Profunctor Decoders? Optical Decoders?

Posted on November 3, 2020 by Jack Kelly

I’ve been wrangling with an interesting decoding problem over the weekend. I started out fiddling with profunctors and arrows, but it morphed into something more lenslike for a while. Since Chris Penner has just published his article about fitting Witherable into an optical framework, I thought I’d write up what I have so far, and see if I can get some useful thoughts out while this stuff is flavour of the week.

The Problem

amazonka-dynamodb uses an AttributeValue type to represent data stored in a DynamodDB table. Underneath all the lenses, this is morally a sum type: an AttributeValue can be a string, number, boolean, binary, null, string set, binary set, &c.

When storing or retrieving data (e.g., with the PutItem and Query operations), amazonka often uses HashMap Text AttributeValue in its request and response types. We’re looking for a solution with the following properties:

It needs to be composable. There should be little difference between (de)serialising a primitive AttributeValue and an AttributeValue at some specific column in the table.
(De)serialising should be as close to bidirectional as possible, but only when that makes sense. Basic use cases treat a DynamoDB table as a key-value store, and deserialisation becomes very similar to serialisation (read/write these fields at those keys).

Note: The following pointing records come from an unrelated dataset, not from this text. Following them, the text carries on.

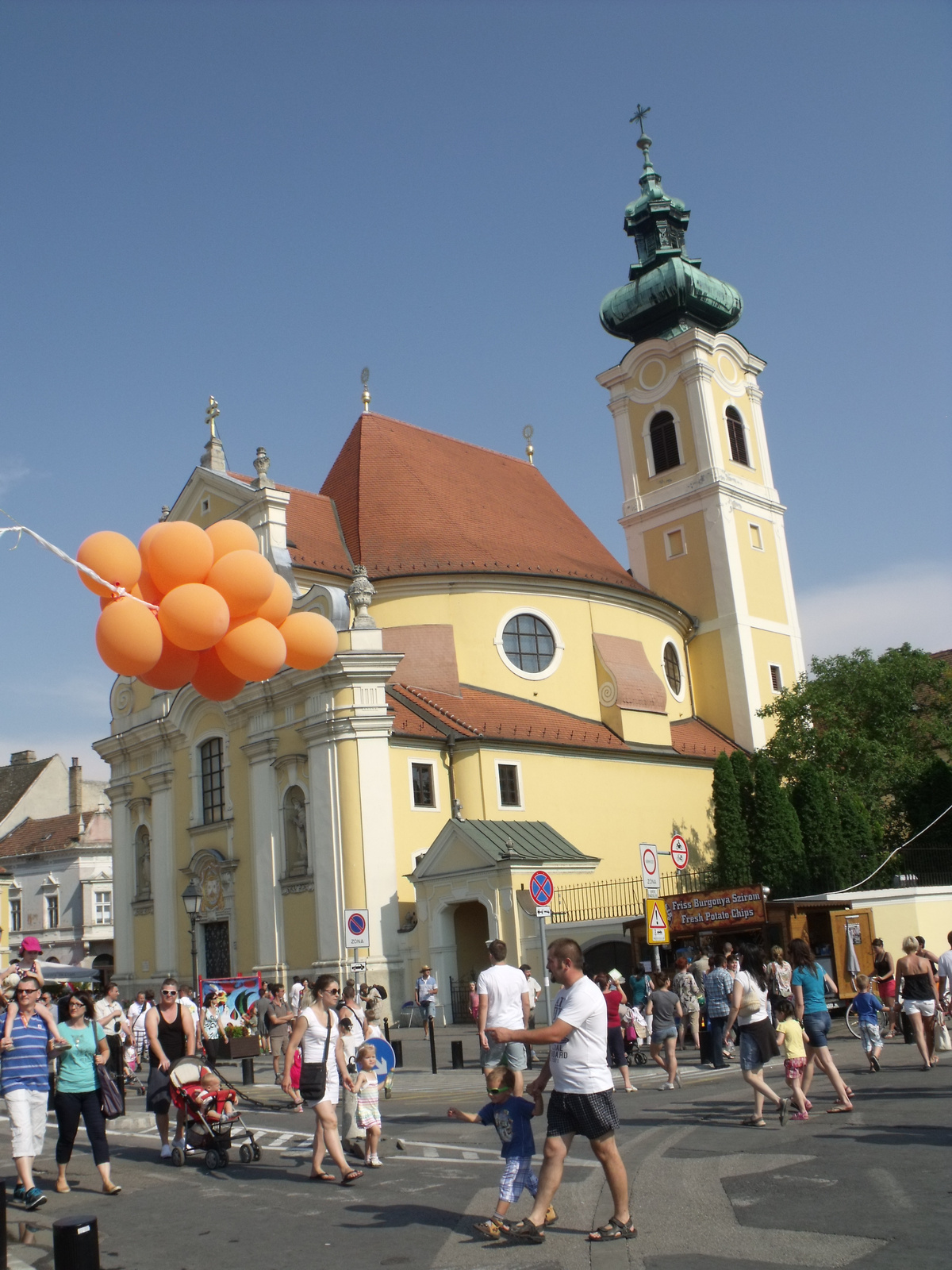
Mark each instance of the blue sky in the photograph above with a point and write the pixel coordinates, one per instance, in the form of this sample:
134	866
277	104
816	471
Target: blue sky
255	200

DynamoDB wizards pack many access patterns into a single table, and each access pattern could well need a different (de)serialiser.

Aside: Single-Table Design in DynamoDB

Alex DeBrie has a great article on single-table design in DynamoDB. In it, he quotes Forrest Brazeal (whose article is also pretty good):

In fact, a well-optimized single-table DynamoDB layout looks more like machine code than a simple spreadsheet — despite all the bespoke, human finagling it took to create it.
Rick Houlihan has also given some excellent talks about DynamoDB: one in 2018, and one in 2017. Watch the 2018 talk first, because it does a better job of talking through technology shifts, and motivating the use of denormalised data. The 2017 talk has a lot of overlap with the 2018 talk, but there’s enough different material to make it worth watching too.
It should be symmetric. Where it makes sense, encoding and decoding should have similar interfaces.
It should be ergonomic. This is somewhat subjective, but important. Bad ergonomics is one reason I didn’t pursue monoidal functors any further — the newtypes that select which bifunctor to use added a lot of noise.
It should have good error reporting. It’s unacceptable to return Nothing on failure.

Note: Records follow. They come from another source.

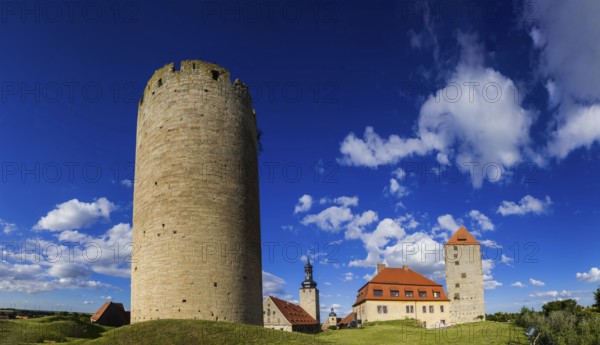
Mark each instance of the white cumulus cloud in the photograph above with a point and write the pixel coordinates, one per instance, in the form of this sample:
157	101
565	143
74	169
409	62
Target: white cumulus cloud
75	214
473	119
527	204
592	276
535	282
304	204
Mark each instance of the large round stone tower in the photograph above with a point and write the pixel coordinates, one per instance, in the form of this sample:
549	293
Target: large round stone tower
196	222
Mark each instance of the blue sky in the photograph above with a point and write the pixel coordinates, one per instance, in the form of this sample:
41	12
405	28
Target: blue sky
386	126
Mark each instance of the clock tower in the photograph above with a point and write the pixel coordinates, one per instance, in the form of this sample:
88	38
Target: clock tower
309	294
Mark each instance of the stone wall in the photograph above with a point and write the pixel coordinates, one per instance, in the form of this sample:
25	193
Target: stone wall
464	282
196	223
309	301
396	310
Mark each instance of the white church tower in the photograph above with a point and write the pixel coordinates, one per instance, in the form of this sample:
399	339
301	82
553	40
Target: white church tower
309	294
464	277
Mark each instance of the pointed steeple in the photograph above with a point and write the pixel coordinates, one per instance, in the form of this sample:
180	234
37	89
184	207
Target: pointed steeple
308	281
462	236
307	262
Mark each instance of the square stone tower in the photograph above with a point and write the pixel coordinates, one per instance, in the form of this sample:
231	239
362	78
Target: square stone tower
309	294
464	277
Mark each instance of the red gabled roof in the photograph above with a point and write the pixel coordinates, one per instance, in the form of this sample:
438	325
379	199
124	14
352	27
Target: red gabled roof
110	308
400	280
405	276
294	313
462	236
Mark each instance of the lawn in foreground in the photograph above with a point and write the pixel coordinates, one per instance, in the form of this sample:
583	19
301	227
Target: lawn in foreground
406	332
173	332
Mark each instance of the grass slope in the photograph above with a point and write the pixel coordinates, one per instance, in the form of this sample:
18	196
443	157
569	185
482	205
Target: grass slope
407	332
69	330
172	332
51	328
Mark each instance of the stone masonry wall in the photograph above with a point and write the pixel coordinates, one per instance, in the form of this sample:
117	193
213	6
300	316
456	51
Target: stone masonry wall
464	282
196	222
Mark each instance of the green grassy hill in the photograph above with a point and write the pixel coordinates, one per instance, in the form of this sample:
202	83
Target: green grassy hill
51	328
69	330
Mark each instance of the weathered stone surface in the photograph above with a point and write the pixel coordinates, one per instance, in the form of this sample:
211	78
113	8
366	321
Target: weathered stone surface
464	282
196	222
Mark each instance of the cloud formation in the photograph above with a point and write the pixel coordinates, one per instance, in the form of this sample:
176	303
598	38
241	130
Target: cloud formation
527	204
75	214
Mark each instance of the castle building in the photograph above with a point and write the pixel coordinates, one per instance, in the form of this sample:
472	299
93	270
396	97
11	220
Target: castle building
332	319
287	316
464	277
309	294
196	217
401	293
291	317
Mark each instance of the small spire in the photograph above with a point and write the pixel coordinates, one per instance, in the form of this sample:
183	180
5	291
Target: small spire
308	261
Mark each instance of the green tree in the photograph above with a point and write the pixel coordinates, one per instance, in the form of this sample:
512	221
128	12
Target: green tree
597	298
568	305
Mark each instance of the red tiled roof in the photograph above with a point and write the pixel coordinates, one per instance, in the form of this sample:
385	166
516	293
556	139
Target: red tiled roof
114	308
400	280
102	309
462	236
293	312
349	318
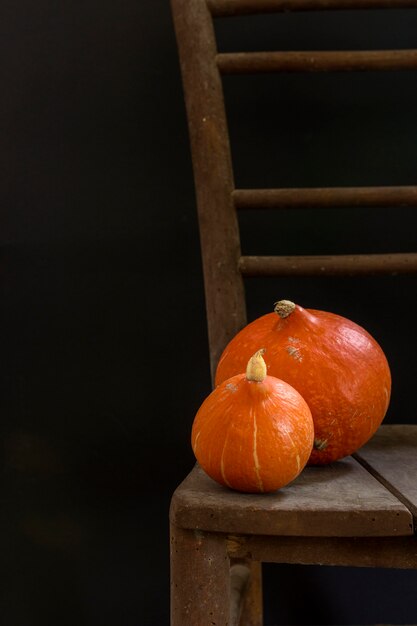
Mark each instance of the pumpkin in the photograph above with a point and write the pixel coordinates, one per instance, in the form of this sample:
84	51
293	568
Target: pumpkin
253	433
338	368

Non-Solution: `To`/`From` Classes

aeson-style encoder/decoder typeclasses are well-understood. We need to deserialise both AttributeValue and HashMap Text AttributeValue, which means we need two classes for each direction:

data DecodeError = Something -- Placeholder

class FromAttributeValue a where
  fromAttributeValue :: AttributeValue -> Either DecodeError a

class FromAttributeValues a where
  fromAttributeValues :: HashMap Text AttributeValue -> Either DecodeError a

class ToAttributeValue a where
  toAttributeValue :: a -> AttributeValue

class ToAttributeValues a where
  toAttributeValues :: a -> HashMap Text AttributeValue

This is not acceptable for several reasons:

Type classes for serialisation become awkward across package boundaries. Libraries that provide data structures end up depending on serialisation libraries (potentially pulling in large dependency trees) or are forced to create a separate package with either orphan instances or newtypes just to hold instances. None of these are satisfactory options.
Type-class-based serialisation libraries sometimes provide instances that use an element’s (de)serialisers to (de)serialise a collection (e.g., instance FromJSON a => FromJSON [a]). This is convenient, but presupposes a single canonical transformation, which is not necessarily the case.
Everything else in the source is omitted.